Para Krznaric, o carpe diem foi sequestrado pela cultura de consumo, que historicamente transformou o ideal filosófico em sinônimo de festas, farras de compras na Black Friday ou experiências de entretenimento digital 24 horas por dia, 7 dias por semana. E, como provocou a jornalista Lidia Zuin, colunista do TAB, será que estamos vivendo ou apenas fazendo lives?
Carpe diem raiz
“O carpe diem se popularizou na cultura pop e passou a ser pregado como mantra para aproveitar oportunidades do presente imediato, sem se preocupar com o futuro”, diz o filósofo Charles Feitosa, professor da Unirio (Universidade Federal do Estado do Rio de Janeiro) e coordenador do Pop-Lab (Laboratório de Estudos em Filosofia Pop). Mas o acadêmico lembra que, na raiz do poema, Horácio na verdade alerta que é um erro grave tentar antecipar o que o destino reservou — e é melhor aprender a suportar o que quer que aconteça. “Há aí uma crítica a uma atitude específica, mas muito comum: a incapacidade de aceitar o caráter imprevisível do futuro. Só conhecemos duas estratégias, ambas calculadoras. O medo, que antecipa o mal; e a esperança, que antecipa o bem. Carpe diem é um outro jeito de lidar com o futuro”, assinala.
Carpe é uma palavra forte e indica o gesto de cultivar e colher. Cultiva, colhe, saboreia delicadamente o fruto no tempo de sua maturação, não o desperdice, nem o arranque à força. Diem não nomeia pura e exclusivamente o agora pontual, mas durações de intensidade indefinida, uma hora, um ano, uma vida inteira. É um protesto poético contra quem quer controlar o porvir ao invés de se preparar para que ele possa acontecer em sua pluralidade
Charles Feitosa, filósofo
Nas distorções do carpe diem, porém, imagina-se a ideia de gozar o presente absoluto e apostar no puro prazer pois, afinal, já que não há futuro e a morte é o destino de todos, “tanto faz” — o que pode, por vezes, atiçar comportamentos imprudentes e inconsequentes. Mas a ressaca, meu amigo, sempre vem depois.
Carpe diem, assim distorcido, pode se relacionar com dois “ismos”, também antigos e também atualizados: hedonismo e niilismo. De um lado, hedonismo é a atitude de elevar o prazer (“hedoné”, em grego) como meta de toda ação, maximizando o prazer e minimizando a dor. De outro, niilismo quer dizer, literalmente, não ter nada de vontade ou vontade de nada (“nihil”, em latim).

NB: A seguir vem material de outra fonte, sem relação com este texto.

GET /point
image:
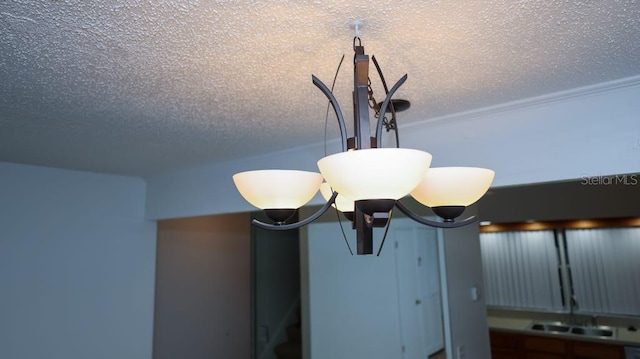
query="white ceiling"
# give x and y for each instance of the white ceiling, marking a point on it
(140, 87)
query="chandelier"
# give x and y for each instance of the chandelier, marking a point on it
(365, 181)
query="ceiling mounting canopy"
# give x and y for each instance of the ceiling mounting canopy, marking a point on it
(366, 181)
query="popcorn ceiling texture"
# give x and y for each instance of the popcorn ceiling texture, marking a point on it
(143, 87)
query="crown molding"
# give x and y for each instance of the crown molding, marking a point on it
(543, 100)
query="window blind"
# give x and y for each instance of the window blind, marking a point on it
(605, 269)
(521, 269)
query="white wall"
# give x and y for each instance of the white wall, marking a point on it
(203, 288)
(77, 263)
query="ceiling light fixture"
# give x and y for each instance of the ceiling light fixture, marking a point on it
(365, 181)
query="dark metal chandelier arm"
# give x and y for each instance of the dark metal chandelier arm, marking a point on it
(383, 109)
(285, 227)
(336, 109)
(393, 110)
(431, 223)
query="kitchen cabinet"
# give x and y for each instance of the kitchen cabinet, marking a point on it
(507, 345)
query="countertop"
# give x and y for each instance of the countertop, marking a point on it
(520, 325)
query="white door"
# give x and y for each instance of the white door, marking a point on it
(418, 286)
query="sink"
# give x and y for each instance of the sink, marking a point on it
(593, 331)
(551, 327)
(579, 330)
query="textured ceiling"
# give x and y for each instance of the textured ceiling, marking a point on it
(141, 87)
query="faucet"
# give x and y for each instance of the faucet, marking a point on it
(573, 305)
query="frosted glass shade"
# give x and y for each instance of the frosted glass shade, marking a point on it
(342, 203)
(277, 189)
(378, 173)
(453, 186)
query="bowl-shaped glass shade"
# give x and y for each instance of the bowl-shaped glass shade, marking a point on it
(342, 203)
(277, 189)
(378, 173)
(453, 186)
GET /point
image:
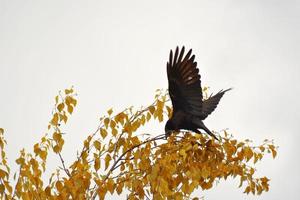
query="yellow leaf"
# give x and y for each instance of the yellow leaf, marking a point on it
(56, 136)
(107, 160)
(48, 191)
(59, 186)
(54, 120)
(70, 109)
(43, 155)
(119, 188)
(97, 164)
(151, 109)
(106, 122)
(60, 107)
(103, 133)
(68, 91)
(110, 185)
(110, 111)
(97, 145)
(114, 132)
(3, 174)
(2, 189)
(56, 149)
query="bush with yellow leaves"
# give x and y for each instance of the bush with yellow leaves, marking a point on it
(116, 158)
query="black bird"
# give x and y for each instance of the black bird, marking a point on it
(189, 108)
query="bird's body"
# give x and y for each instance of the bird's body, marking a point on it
(189, 109)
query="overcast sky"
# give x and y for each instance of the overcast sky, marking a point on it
(115, 53)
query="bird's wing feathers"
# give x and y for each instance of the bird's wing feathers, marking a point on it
(184, 83)
(210, 104)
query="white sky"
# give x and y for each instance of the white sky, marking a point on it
(115, 53)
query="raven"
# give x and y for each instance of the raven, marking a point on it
(189, 108)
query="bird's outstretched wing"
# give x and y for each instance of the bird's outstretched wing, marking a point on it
(184, 83)
(210, 104)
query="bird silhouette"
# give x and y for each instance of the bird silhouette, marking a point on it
(189, 108)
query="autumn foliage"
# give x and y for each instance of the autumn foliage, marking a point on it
(118, 158)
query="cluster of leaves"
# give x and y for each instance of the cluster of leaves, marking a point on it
(117, 158)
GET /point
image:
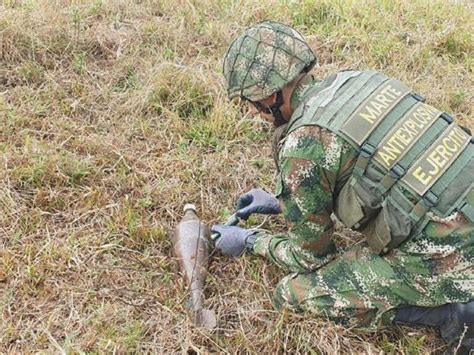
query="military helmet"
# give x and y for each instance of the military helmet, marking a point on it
(265, 58)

Assim como o carpe diem, o hedonismo também foi capturado pela cultura atual e confundido com uma busca desenfreada por prazer passageiro. Mas, nas páginas de “A potência de existir: manifesto hedonista” (WMF Martins Fontes, 2010), por exemplo, o filósofo francês Michel Onfray defende a volta de um hedonismo não vinculado ao consumo, mas à ética de buscar o máximo de alegrias sem fazer mal a ninguém (nem a si mesmo).
Há também uns 50 tons teóricos de cinza no niilismo, mas duas definições traçadas pelo filósofo alemão Friedrich Nietzsche (1844-1900) vêm marcando o Brasil atual, segundo Feitosa, que é um dos organizadores da série de livros acadêmicos “Assim falou Nietzsche”: o niilismo ativo (quando, por vontade de nada, odiamos e atacamos tudo e todos que quiserem afirmar a vida de um modo diferente do nosso) e o passivo (quando, por nada de vontade, nos afundamos na indiferença, não nos importamos).
Viver é político
O xis da questão é que a vida e a morte não são questões apenas de foro íntimo, mas têm dimensões políticas. O filósofo grego Epicuro (341-270 a.C.), associado ao hedonismo, dizia que “contra todo o resto consegue-se garantir segurança, mas, diante da morte, habitamos todos uma cidade sem muros”.
A frase pode ser simplesmente interpretada como a afirmação da inevitabilidade da morte, mas também como a indicação de que somos todos mortais e habitamos o mesmo mundo. “Sei que não estamos no mesmo barco, pois embora a tempestade pareça a mesma, há poucas pessoas sozinhas em iates e há muitas outras em canoas superlotadas. Mas a máxima de Epicuro indica que uma das maneiras mais efetivas de lutar contra a morte é investir as energias para tornar a pólis [a cidade, o espaço] onde habitamos um lugar melhor para nós e para os outros. Fazer política é resistir à morte”, define Feitosa.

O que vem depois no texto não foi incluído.